Phthalates are a diverse class of synthetic chemicals present in cosmetics, personal care products, and food packaging (1). They are used as softeners in polyvinyl chloride (PVC) and other plastics, and as lubricants and fragrances (2). Widespread use of phthalates in this diverse array of contexts results in pervasive human exposure (2, 3).

Evidence from both experimental and observational studies supports a connection between exposure to phthalate esters and endocrine function, particularly steroid hormone dysregulation (4). Prior evidence suggests that phthalates may have antiandrogenic effects, such as reduced testosterone production and bioavailability, decreased sperm production and motility, shortened anogenital distance, and increased odds of genital anomalies (3–9). In animal studies, phthalates have also been shown to alter the expression of genes encoding enzymes responsible for testosterone biosynthesis through PPAR-α activation (10). These PPARs are also known to downregulate nuclear receptors involved in testis development, such as estrogen receptors, providing possible insight into the mechanism of phthalate-induced endocrine disruption.

Decrements in testosterone function have broad consequences across the life course. In newborns and children, lower testosterone levels have been associated with a range of genital anomalies, such as hypospadias, hydrocele, and decreased anogenital distance in infant boys (6–9, 11). In adult men, low testosterone has been documented to be a risk factor for several chronic health conditions: metabolic syndrome (12), diabetes (13), neurological and cognitive functioning (14), bone loss (15), cardiovascular disease (16, 17), and premature mortality (17–19). One study estimated that as many as 10,700 deaths annually among US men may be attributable to phthalate-induced decreases in testosterone (20). These broad health sequelae of decreased testosterone reinforce the need to identify preventable causes of male hypogonadism, including environmental exposures to possible endocrine disrupting chemicals.

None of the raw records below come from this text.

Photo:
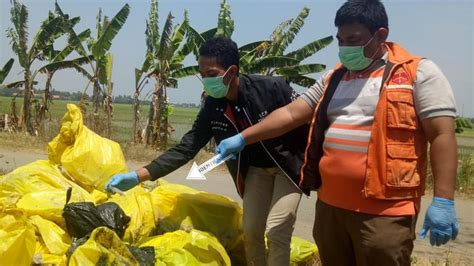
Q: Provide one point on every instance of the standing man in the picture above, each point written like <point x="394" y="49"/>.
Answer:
<point x="268" y="171"/>
<point x="372" y="118"/>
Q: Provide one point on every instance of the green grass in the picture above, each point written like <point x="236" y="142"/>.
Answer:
<point x="181" y="118"/>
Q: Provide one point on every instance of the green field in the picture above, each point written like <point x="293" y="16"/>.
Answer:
<point x="181" y="119"/>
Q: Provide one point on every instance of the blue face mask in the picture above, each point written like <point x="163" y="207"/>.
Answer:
<point x="215" y="87"/>
<point x="353" y="58"/>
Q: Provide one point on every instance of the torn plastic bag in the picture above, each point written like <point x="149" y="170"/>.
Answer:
<point x="137" y="204"/>
<point x="103" y="247"/>
<point x="55" y="239"/>
<point x="83" y="217"/>
<point x="47" y="204"/>
<point x="88" y="158"/>
<point x="144" y="255"/>
<point x="17" y="244"/>
<point x="183" y="207"/>
<point x="187" y="248"/>
<point x="38" y="176"/>
<point x="43" y="257"/>
<point x="303" y="252"/>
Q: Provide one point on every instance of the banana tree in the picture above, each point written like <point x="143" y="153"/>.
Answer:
<point x="268" y="57"/>
<point x="274" y="60"/>
<point x="57" y="61"/>
<point x="163" y="63"/>
<point x="18" y="36"/>
<point x="99" y="59"/>
<point x="6" y="69"/>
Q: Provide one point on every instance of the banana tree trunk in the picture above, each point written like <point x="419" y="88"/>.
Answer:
<point x="109" y="109"/>
<point x="44" y="108"/>
<point x="136" y="117"/>
<point x="28" y="95"/>
<point x="164" y="125"/>
<point x="96" y="107"/>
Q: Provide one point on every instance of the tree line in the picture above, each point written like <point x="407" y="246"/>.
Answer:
<point x="87" y="51"/>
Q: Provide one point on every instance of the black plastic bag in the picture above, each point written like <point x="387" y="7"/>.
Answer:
<point x="83" y="217"/>
<point x="114" y="217"/>
<point x="144" y="255"/>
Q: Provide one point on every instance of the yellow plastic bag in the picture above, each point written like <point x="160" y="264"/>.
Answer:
<point x="43" y="257"/>
<point x="187" y="248"/>
<point x="17" y="244"/>
<point x="302" y="252"/>
<point x="179" y="206"/>
<point x="138" y="205"/>
<point x="103" y="247"/>
<point x="37" y="176"/>
<point x="56" y="239"/>
<point x="48" y="204"/>
<point x="87" y="157"/>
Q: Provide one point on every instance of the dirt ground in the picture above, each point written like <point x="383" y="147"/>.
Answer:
<point x="458" y="252"/>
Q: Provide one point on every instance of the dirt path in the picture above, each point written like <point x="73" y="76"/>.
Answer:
<point x="458" y="252"/>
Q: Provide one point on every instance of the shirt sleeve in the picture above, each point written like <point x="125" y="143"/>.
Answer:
<point x="433" y="94"/>
<point x="315" y="92"/>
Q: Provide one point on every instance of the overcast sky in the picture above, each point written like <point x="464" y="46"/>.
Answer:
<point x="439" y="30"/>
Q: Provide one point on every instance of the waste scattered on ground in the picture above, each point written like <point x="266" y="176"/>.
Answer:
<point x="55" y="212"/>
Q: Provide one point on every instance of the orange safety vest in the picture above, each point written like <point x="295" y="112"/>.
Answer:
<point x="397" y="152"/>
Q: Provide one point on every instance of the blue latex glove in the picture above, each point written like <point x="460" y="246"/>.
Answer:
<point x="123" y="182"/>
<point x="231" y="145"/>
<point x="441" y="221"/>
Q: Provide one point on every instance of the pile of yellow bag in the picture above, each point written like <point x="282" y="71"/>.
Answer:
<point x="183" y="226"/>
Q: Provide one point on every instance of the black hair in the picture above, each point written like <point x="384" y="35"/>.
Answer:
<point x="370" y="13"/>
<point x="224" y="50"/>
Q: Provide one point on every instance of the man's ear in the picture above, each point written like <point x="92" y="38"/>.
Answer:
<point x="382" y="35"/>
<point x="234" y="70"/>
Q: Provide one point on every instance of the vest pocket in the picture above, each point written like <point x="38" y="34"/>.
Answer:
<point x="401" y="166"/>
<point x="400" y="109"/>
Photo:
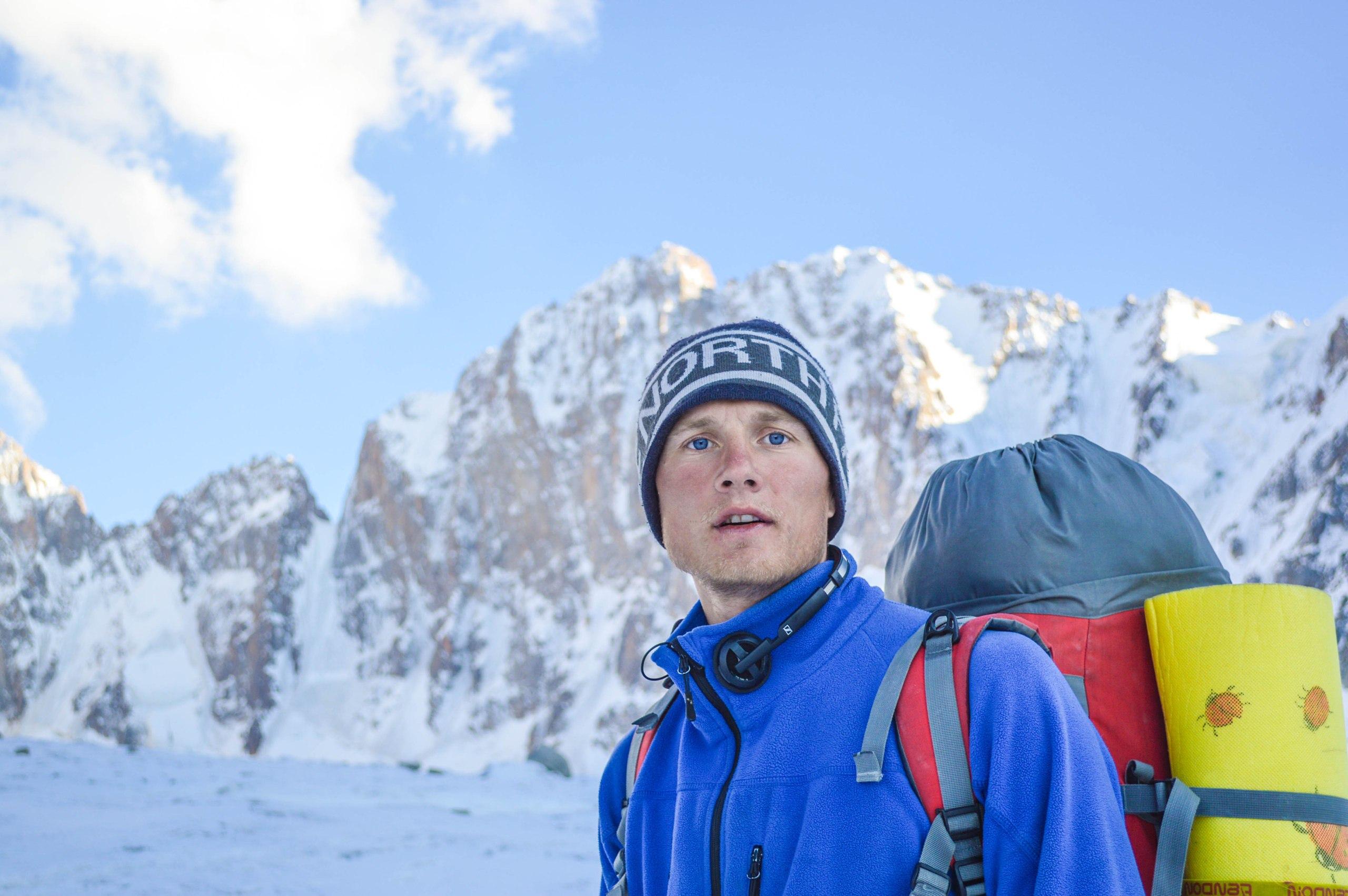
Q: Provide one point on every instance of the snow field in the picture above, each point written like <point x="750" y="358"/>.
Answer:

Research showing the endocrine-disrupting effects of common phthalates has led to increased regulation of some phthalates and consequent efforts to establish replacement chemicals (21). Specifically, in response to concerns about di-2-ethylhexyl phthalate (DEHP), manufacturers have introduced replacement chemicals such as diisononyl phthalate (DINP), di-isobutyl phthalate, diethyl phthalate, and polyethylene terephthalates (PET), including bis-2-ethylhexyl terephthalate (DEHTP), and 1, 2-cyclohexane dicarboxylic acid di-isononyl ester (DINCH) (22). PETs are commonly used in food packaging, such as water bottles, polycarbonate containers, and ready-to-eat meals (23–25). However, the health effects of these substitutes have not been comprehensively studied, and in fact, DEHTP and DINCH metabolites were measured for the first time in the National Health and Nutrition Examination Survey (NHANES) in 2015–2016 (26). As industries shift which chemicals are used, population-level exposure patterns change, and more people are likely to be exposed to phthalates about which there is little known (27).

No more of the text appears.